De paradox van de vrijstelling, die feitelijk een zwaardere belasting voor de gemeente en/of de sportvereniging betekent, zit uiteraard in het feit dat de terug te vragen voorbelasting op investeringen en kosten de af te dragen btw (ver) overtreft. Enerzijds vanwege het feit dat de gemeente veelal een relatief lagere vergoeding in rekening brengt en anderzijds nóg meer omdat op het geven van gelegenheid tot sportbeoefening het verlaagde tarief van 6% van toepassing is.
De aangekondigde wetswijziging per 1 januari 2019 zal dan ook grote financiële gevolgen hebben voor veel gemeenten en sportverenigingen. Door het ministerie van financiën is berekend dat de extra btw-inkomsten (en dus extra lasten) ca. 241 miljoen zullen bedragen, verdeeld tussen de gemeenten (153 miljoen euro) en de sportverenigingen (88 miljoen euro). Besloten is om de gemeenten en sportverenigingen voor deze bedragen te compenseren; de gemeenten via Financiën en de sportverenigingen via VWS.

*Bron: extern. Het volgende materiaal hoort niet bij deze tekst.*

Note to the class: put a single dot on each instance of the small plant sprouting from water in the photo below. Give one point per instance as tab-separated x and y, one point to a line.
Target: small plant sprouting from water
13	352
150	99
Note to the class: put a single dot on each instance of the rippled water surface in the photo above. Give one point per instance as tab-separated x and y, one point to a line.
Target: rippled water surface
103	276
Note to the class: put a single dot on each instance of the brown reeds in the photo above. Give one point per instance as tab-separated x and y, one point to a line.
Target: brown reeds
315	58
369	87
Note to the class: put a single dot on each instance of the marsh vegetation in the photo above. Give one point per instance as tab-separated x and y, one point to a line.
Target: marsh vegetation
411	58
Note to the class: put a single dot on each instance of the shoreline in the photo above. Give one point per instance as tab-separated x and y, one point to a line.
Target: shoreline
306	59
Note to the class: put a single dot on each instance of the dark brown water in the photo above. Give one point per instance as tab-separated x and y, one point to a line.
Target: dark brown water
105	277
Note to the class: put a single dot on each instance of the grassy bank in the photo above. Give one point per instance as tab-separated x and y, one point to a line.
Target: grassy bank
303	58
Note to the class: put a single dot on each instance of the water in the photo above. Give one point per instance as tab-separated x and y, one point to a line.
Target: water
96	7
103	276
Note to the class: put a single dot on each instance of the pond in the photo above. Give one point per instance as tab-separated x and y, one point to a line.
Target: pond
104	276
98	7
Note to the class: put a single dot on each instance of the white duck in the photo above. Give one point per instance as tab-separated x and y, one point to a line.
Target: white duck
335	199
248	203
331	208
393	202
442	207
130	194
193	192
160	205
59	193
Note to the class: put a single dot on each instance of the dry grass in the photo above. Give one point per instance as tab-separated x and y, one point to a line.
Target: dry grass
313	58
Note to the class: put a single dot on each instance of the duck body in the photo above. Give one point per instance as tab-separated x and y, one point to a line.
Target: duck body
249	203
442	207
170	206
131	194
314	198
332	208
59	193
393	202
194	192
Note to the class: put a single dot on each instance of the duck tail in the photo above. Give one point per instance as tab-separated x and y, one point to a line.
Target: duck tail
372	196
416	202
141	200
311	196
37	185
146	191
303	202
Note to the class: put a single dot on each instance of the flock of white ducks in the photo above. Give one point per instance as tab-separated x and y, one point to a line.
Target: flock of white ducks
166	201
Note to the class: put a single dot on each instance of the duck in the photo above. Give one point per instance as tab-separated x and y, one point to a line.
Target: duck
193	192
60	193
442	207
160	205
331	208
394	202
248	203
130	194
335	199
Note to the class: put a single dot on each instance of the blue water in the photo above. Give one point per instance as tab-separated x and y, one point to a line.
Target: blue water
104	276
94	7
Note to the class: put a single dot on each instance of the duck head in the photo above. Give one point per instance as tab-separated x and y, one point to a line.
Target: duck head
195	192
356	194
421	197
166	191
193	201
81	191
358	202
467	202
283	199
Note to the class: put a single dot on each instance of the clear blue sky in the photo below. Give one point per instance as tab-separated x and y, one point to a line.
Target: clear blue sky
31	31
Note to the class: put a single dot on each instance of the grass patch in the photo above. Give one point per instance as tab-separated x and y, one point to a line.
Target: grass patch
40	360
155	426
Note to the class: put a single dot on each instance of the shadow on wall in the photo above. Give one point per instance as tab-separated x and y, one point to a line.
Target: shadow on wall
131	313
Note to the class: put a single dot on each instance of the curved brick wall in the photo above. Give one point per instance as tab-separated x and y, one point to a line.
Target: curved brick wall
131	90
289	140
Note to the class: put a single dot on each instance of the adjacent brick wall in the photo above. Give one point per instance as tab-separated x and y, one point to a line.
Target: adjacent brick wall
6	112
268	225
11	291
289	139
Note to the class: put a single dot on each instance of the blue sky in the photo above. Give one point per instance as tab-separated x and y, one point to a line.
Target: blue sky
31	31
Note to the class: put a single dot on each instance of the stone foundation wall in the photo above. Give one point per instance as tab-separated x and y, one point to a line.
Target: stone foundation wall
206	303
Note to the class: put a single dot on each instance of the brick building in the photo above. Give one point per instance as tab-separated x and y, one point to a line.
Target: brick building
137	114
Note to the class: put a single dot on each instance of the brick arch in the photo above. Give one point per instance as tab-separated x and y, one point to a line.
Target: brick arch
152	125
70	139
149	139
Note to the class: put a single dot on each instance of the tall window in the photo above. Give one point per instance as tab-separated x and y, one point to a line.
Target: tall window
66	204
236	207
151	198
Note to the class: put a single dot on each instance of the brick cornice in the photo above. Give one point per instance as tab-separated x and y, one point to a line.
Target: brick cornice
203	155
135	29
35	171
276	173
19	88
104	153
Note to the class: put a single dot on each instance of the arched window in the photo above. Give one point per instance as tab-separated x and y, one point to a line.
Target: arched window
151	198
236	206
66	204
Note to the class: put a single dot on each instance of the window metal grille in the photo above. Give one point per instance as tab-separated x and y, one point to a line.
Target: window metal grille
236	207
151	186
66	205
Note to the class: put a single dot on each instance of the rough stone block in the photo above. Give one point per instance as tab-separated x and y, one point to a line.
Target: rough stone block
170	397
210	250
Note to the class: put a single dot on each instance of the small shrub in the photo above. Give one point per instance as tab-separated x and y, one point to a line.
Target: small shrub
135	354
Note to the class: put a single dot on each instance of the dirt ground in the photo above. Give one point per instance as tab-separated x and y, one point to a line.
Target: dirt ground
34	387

De grote vraag is of de compensatie daadwerkelijk de extra lasten voor de gemeenten (en sportverenigingen) zal dekken, en hoe die verdeling precies zal gaan plaatsvinden. Het zal immers niet eenvoudig zijn om op individuele basis te compenseren. Nog los van de vraag hoe een individuele gemeente de schade kan berekenen is het ook de vraag of een op maat gesneden compensatie wenselijk is. Een publiek geheim is dat de ene gemeente voorzichtiger heeft gehandeld dan de andere en een individuele compensatie zou dan ook zomaar een beloning kunnen zijn voor een min of meer agressief gevolgde fiscale structuur. En hoe dient bijvoorbeeld omgegaan te worden met last-minute investeringen voorafgaand aan de verwachte wetswijziging?

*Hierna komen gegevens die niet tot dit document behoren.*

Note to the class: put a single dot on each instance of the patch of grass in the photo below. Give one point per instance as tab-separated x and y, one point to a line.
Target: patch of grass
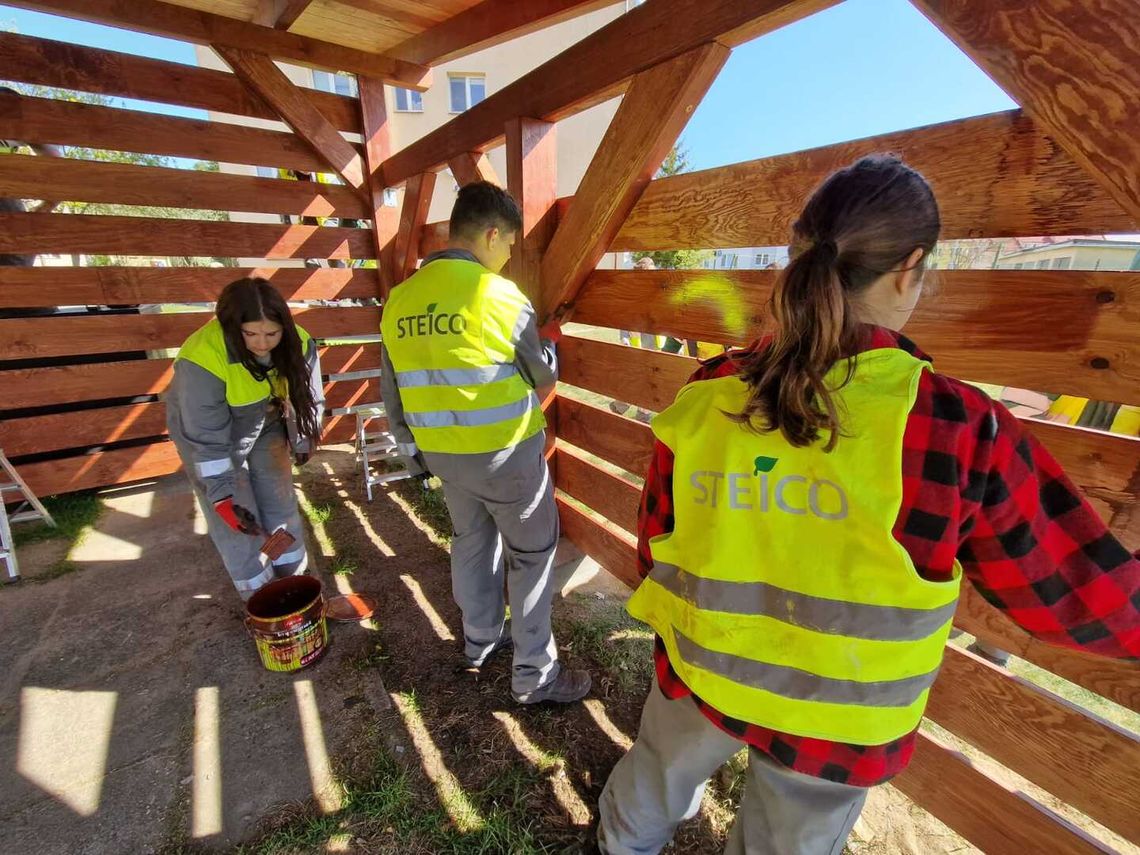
73	513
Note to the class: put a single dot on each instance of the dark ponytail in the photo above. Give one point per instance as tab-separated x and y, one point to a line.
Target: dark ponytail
251	300
864	221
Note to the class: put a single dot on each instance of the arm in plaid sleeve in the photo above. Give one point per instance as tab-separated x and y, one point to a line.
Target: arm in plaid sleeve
1036	550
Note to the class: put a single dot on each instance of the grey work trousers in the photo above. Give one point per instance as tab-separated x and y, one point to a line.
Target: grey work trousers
503	512
262	485
660	781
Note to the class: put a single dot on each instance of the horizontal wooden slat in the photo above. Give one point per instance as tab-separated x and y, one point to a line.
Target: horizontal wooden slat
26	286
999	326
124	184
72	383
1113	678
63	335
66	234
611	495
42	62
617	439
90	125
993	817
613	551
1085	762
994	176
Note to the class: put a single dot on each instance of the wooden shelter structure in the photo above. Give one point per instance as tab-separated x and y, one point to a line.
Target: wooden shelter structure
1067	162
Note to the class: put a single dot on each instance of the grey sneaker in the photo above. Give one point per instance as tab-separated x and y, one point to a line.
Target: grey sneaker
567	687
503	643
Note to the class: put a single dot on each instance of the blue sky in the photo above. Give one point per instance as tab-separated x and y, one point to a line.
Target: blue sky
862	67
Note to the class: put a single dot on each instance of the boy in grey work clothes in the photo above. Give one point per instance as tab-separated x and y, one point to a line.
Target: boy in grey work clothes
501	502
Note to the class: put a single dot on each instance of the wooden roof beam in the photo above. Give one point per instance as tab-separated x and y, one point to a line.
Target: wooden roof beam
602	62
1074	67
203	27
490	23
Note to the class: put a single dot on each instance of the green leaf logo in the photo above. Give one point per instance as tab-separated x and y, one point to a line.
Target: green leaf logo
764	464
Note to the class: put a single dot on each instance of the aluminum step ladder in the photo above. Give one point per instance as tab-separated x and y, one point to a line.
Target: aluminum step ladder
374	446
29	509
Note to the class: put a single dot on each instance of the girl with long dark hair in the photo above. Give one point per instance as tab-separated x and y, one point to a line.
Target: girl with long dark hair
812	509
244	405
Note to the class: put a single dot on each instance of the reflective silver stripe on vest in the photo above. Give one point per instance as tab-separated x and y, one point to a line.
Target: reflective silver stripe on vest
835	617
209	469
471	417
803	685
455	376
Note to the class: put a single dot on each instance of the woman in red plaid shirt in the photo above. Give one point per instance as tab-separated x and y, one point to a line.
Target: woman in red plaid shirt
812	509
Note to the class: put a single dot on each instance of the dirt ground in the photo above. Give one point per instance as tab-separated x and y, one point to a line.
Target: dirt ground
135	716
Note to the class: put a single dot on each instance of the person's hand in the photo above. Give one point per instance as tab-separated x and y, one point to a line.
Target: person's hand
239	519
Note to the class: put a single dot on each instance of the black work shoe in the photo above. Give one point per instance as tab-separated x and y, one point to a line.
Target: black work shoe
503	643
567	687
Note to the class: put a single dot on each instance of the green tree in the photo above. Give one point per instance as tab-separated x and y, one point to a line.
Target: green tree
674	164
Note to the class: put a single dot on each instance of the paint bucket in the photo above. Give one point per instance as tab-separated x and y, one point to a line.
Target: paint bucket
286	619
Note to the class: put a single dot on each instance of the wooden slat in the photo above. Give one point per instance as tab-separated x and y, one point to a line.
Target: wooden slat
125	184
638	40
203	27
607	545
653	112
121	465
66	234
617	439
994	176
100	381
486	25
984	325
1042	53
63	335
89	125
610	495
27	286
1113	678
532	179
42	62
1076	757
261	74
993	817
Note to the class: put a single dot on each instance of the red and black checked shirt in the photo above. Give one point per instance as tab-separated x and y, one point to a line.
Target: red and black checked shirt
978	488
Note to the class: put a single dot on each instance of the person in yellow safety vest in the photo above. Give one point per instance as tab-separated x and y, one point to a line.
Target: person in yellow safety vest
812	507
246	392
462	359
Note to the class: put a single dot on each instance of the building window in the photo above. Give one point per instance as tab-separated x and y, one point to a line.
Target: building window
408	100
466	90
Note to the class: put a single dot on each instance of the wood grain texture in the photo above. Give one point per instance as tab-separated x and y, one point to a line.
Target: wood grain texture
125	184
30	286
611	495
203	27
261	74
486	25
1075	67
68	335
66	234
996	820
611	548
641	39
656	108
1083	760
42	62
982	325
532	179
621	441
413	216
994	176
89	125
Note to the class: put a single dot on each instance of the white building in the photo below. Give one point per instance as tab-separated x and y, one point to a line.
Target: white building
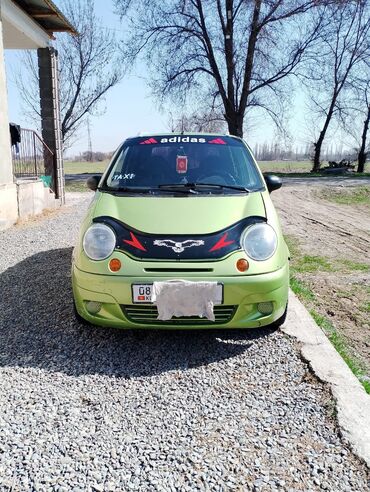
30	24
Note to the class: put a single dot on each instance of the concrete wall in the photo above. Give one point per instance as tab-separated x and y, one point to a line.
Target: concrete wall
33	198
6	169
24	199
8	205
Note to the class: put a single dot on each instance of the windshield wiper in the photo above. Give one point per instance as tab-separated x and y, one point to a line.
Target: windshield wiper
125	189
129	189
194	186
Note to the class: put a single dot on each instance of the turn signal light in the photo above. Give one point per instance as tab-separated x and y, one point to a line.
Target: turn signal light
242	265
115	265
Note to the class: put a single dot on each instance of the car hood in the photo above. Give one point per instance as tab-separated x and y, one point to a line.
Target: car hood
179	215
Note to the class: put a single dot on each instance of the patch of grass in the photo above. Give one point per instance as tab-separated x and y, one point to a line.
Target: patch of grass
359	195
76	186
84	167
309	264
301	290
355	266
285	166
341	347
301	263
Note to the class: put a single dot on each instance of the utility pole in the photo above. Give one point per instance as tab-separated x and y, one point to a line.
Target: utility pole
89	143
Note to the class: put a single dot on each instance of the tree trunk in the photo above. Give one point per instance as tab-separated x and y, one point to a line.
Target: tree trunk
362	152
235	124
320	140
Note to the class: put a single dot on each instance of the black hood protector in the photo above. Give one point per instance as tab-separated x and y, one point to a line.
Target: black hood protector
144	246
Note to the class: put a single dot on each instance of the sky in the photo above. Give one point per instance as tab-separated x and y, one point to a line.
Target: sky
130	108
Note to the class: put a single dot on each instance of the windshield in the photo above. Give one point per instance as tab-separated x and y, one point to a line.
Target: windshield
184	161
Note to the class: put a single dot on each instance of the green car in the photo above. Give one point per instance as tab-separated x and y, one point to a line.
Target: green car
181	233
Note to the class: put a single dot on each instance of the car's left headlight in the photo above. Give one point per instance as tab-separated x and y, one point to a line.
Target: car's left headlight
259	241
99	242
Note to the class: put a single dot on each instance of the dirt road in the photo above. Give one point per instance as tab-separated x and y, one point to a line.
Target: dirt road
339	235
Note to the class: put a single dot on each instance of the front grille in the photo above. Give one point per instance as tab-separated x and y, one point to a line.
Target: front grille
178	270
145	314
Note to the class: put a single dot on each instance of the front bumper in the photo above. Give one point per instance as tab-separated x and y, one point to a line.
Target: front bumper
242	293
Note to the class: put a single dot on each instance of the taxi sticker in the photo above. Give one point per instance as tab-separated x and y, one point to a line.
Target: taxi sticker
117	177
181	164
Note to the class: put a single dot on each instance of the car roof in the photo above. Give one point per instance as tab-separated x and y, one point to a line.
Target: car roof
175	134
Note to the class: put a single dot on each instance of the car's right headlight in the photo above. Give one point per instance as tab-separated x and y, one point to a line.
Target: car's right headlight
99	242
259	241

Het overleg op dit dossier is volop gaande, maar onze stellige verwachting is dat een maatwerk oplossing per gemeente onrealistisch is. Een algemene verhoging van de gemeentelijke bijdrage (Gemeentefonds) lijkt meer voor de hand te liggen, wat betekent det er per gemeente grote verschillen zullen ontstaan. Bovendien, niets is zo veranderlijk als de praktijk. De berekening van de extra opbrengsten voor financiën vormt een wankele basis. Immers, ervaringen uit het verleden leren dat de gevolgen van wetswijzigingen lang niet altijd de verwachte gevolgen hebben. De praktijk is vaak inventief…
Van belang voor de gemeente is nu om nauwkeurig in kaart te brengen wat de wetswijziging in haar concrete geval betekent en om hierop vooral tijdig te anticiperen. Wellicht kan de paradox van de btw dan weer een mooi voordeel opleveren….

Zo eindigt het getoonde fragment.